Umrahmt von der musikalischen Darbietung Christian Bühlers am Klavier konnten die jungen Erwachsenen nach zwei Jahren Arbeit nun ihre Früchte ernten und wurden von zahlreichen Gästen beglückwünscht und gefeiert. Schulleiter Gerald Bollgönn gratulierte und lobte die guten Leistungen mit zwei Preisen und sechs Belobigungen. Er warnte aber auch, dass der Abschluss alleine noch wenig bringe, sondern darauf aufgebaut werden müsse. Um Geld zu verdienen, müsse man nun an das bisher Gelernte anknüpfen und die erworbenen Kenntnisse durch ein Studium oder eine Ausbildung vertiefen. Er blicke optimistisch in die Zukunft, denn die Rahmenbedingungen für die Absolventinnen und Absolventen seien gut. Letztlich benötige man nun nur noch ein Quäntchen Glück, das er den jungen Erwachsenen für ihren weiteren Lebensweg wünsche. Danach übergab er das Wort an Peter Zürn, den stellvertretenden Sprecher der Konzernführung der Würth-Gruppe und Vorstandsmitglied des Freundeskreises der Kaufmännischen Schule Künzelsau e.V.

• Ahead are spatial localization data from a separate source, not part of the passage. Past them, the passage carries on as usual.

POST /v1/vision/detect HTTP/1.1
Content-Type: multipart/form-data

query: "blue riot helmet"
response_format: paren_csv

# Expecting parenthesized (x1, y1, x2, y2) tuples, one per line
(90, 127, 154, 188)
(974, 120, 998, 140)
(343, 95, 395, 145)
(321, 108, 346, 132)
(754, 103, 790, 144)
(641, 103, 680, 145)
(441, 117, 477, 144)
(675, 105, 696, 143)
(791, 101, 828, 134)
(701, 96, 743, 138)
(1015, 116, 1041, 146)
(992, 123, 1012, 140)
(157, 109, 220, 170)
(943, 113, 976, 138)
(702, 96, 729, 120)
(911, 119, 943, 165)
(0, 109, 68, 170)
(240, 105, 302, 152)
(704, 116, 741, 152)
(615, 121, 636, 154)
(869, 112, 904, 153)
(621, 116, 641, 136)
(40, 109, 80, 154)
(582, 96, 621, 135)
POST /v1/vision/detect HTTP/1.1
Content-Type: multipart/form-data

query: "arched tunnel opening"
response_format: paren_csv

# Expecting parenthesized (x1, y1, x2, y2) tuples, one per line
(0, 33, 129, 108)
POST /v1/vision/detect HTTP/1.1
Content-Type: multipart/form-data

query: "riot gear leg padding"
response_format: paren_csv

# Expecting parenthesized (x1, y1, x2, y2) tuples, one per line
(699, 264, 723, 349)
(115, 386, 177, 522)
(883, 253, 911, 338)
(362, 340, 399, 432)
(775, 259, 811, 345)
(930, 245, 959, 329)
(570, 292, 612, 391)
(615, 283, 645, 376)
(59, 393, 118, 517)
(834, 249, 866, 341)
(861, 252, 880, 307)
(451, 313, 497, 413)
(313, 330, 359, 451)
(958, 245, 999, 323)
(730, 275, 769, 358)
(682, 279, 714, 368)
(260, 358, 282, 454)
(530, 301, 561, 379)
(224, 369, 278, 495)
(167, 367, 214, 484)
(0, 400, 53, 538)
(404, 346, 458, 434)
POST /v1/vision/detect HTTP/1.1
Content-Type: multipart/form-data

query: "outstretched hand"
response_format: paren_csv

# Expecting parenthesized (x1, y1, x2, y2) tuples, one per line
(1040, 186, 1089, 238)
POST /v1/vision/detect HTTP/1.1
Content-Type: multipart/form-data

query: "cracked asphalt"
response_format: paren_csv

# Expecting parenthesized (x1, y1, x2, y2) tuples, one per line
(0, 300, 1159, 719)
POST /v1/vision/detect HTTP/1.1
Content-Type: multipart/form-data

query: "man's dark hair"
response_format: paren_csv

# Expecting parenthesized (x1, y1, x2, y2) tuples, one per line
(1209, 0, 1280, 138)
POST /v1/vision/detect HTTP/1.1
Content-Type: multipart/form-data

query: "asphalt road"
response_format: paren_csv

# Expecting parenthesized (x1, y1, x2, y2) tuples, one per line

Dieser lobte die Kaufmännische Schule Künzelsau, an der er selbst den schulischen Teil seiner dualen Ausbildung zum Industriekaufmann absolvierte und viele Grundlagen für seinen weiteren Lebensweg erlernen konnte. Dies sei nun 40 Jahre her, doch dieser Schritt habe sein komplettes Leben geändert. Er betonte, wie einzigartig das deutsche Ausbildungssystem sei und wünschte sich für die jungen Erwachsenen, dass sie das bisherige Lernen als Grundstein für ein lebenslanges Lernen sehen. Er riet, man solle nicht stets an seinen Schwächen arbeiten, sondern vor allem seine Stärken trainieren, denn jeder könne viel mehr als er selbst von sich wisse. Des Weiteren sollten die Absolventinnen und Absolventen eine soziale Verantwortung übernehmen, um sich für die Weiterentwicklung der Gesellschaft zu engagieren sowie nie aufhören, Dinge zu hinterfragen und stets kritisch sein, aber auch freundlich und zuverlässig.
 
Nachdem im Anschluss von der Klassenlehrerin Karin Huber sowie der Abteilungsleiterin Inge Wagner die Zeugnisse mit Belobigungen und Preisen verliehen wurden, gab es noch den Sonderpreis des Freundeskreises der Schule für die Jahrgangsbeste Selina Eichhorn, der von Peter Zürn überreicht wurde.